GRAPH REPRESENTATION LEARNING ONREAL-WORLD COMPLEX NETWORKS
The Hong Kong University of Science and Technology (Guangzhou)
Data Science and Analytics Thrust
PhD Thesis Proposal Examination
By Mr SONG Yifan
Abstract
Graph Representation Learning (GRL) has become a fundamental approach for analyzing complex networks. However, a significant gap exists between the capabilities of traditional GRL models and the multifaceted challenges presented by real-world networks. This thesis proposal identifies three critical challenges in dealing with real-world complex graphs: scale and dynamics, data incompleteness, and graphs with negative feedback. To address these challenges, we propose a novel and effective solution for each. First, to tackle the challenge of scale and dynamics, we introduce LTGE (Large-scale Temporal Graph Embedding).
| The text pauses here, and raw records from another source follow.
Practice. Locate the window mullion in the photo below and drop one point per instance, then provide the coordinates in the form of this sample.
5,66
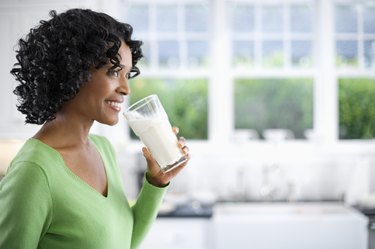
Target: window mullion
220,85
325,88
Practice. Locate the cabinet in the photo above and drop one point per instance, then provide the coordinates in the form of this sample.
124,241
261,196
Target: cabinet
178,233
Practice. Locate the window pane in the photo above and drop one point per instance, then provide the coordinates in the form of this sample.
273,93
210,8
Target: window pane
262,104
301,53
168,54
272,52
242,18
356,117
272,19
185,101
370,53
243,53
347,53
346,19
369,20
166,18
197,53
196,18
138,17
301,19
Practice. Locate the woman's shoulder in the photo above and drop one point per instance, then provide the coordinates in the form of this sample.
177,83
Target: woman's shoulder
37,153
102,144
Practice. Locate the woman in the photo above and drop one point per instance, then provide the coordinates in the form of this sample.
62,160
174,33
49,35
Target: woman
63,189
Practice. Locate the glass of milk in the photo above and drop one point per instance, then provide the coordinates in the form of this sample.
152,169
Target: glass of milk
150,123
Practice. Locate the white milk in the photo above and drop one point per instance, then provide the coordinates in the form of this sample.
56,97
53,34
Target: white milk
157,135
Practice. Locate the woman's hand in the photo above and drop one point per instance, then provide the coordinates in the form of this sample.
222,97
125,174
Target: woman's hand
154,174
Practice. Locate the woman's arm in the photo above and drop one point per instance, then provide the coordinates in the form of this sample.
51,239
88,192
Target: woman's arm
25,206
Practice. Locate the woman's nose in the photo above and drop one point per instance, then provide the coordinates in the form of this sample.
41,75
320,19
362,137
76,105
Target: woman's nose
124,87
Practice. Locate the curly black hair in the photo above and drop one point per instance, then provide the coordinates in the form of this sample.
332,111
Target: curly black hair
55,59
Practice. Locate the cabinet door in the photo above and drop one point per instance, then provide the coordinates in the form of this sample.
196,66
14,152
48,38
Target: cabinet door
177,234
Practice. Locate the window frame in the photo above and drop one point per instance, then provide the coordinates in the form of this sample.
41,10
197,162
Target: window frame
323,72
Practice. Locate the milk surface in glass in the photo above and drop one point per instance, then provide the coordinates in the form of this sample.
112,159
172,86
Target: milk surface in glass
153,128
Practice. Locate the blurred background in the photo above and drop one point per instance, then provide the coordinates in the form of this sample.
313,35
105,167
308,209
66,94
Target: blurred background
276,99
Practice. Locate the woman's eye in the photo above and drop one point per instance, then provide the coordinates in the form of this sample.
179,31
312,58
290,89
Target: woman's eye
114,73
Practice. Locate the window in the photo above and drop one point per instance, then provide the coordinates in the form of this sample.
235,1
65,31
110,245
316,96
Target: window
176,42
355,52
221,67
274,37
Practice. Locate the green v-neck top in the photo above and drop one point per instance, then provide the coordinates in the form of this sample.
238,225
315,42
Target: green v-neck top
44,205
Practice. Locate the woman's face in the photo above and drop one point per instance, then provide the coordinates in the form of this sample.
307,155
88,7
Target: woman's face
101,97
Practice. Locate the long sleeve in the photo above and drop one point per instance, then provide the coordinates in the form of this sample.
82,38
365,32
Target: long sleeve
25,207
145,211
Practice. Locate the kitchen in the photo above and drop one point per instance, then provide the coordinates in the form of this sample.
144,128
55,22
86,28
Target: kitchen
248,186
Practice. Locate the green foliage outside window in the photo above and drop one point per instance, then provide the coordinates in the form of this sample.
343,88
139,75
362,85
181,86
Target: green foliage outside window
185,101
356,108
274,104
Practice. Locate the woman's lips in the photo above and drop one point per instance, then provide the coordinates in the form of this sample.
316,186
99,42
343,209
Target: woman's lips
115,105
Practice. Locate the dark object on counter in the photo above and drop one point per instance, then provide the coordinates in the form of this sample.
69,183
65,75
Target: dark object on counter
192,209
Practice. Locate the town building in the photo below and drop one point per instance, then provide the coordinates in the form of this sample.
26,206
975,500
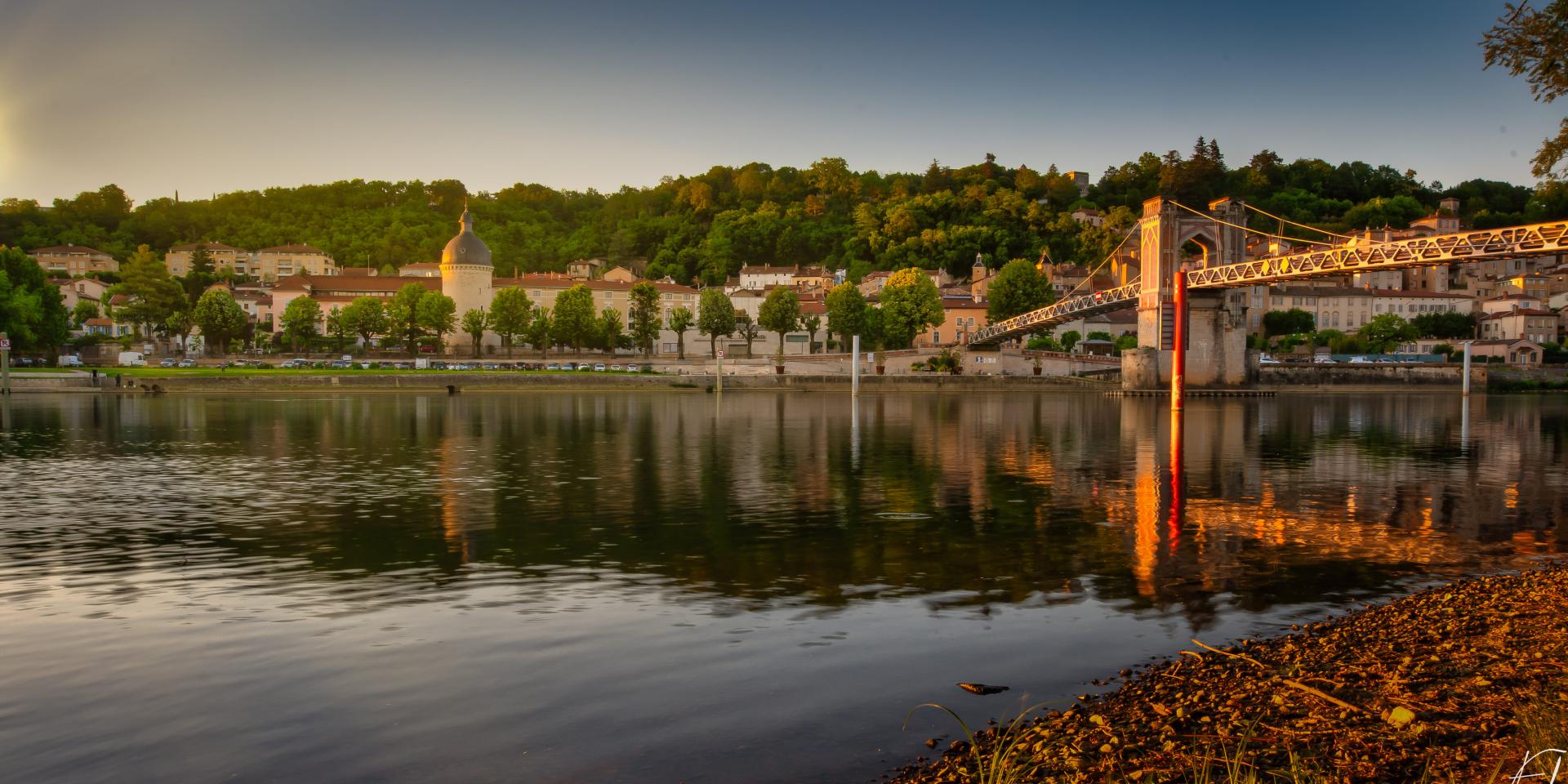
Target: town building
281,261
419,270
225,259
74,261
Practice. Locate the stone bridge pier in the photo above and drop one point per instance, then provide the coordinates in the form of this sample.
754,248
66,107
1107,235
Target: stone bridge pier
1175,238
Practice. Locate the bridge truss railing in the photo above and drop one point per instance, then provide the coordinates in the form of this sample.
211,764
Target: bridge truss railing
1512,242
1060,313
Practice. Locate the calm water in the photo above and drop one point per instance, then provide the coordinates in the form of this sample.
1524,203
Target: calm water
673,587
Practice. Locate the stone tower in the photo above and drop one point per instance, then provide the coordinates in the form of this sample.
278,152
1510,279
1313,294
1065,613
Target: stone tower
466,272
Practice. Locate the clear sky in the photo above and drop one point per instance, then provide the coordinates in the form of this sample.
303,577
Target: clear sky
216,96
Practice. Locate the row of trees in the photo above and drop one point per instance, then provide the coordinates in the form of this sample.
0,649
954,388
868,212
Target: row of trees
910,305
1382,333
705,226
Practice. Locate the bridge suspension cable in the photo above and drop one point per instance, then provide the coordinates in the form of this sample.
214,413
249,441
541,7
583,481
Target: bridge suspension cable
1090,276
1235,226
1300,225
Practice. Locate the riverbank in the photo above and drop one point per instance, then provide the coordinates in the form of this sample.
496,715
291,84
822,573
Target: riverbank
1450,684
472,381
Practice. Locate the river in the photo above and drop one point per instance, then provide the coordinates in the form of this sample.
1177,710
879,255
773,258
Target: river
626,587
This method employs a novel temporal similarity matrix factorization technique to efficiently capture temporal dynamics at an unprecedented scale, successfully generating embeddings for graphs with over a billion edges. Additionally, we develop LTGEInc, an incremental update algorithm with provable error bounds, which enables rapid adaptation to evolving graph structures. Second, to address data incompleteness, a pervasive issue that severely degrades Graph Neural Network (GNN) performance, we propose DDFI (Diverse and Distribution-aware Missing Feature Imputation). DDFI uniquely combines feature propagation with a Graph Masked Autoencoder and introduces a two-step inference process to mitigate feature distribution shifts in inductive learning settings. Its effectiveness is validated on multiple public datasets, as well as on a newly collected real-world benchmark dataset with naturally missing features, referred to as Sailing. Finally, to model graphs with negative feedback, we develop SPGNN (Signed Proximity-based Graph Neural Network) for signed graph recommendation. SPGNN introduces novel Signed Local and Global Proximity metrics alongside a Spectral Feature Initialization strategy, replacing standard GNN convolutions to better capture the nuanced structural information of signed graphs. This approach achieves state-of-the-art performance on multiple benchmark datasets. In summary, building upon the current preliminary results and findings, we expect to create a cohesive toolkit that advances GRL towards scalable, robust, and semantically faithful modeling of real-world complex networks, supported by principled theory and reproducible benchmarks.
TPE Committee
Chair of Committee: Prof. FAN, Mingming
Prime Supervisor: Prof. TANG, Jing
Co-Supervisor: Prof. YANG, Jinglei
Examiner: Prof. DING, Ningning
Date
29 August 2025
Time
10:30:00 - 11:30:00
Location
E3-201 (HKUST-GZ)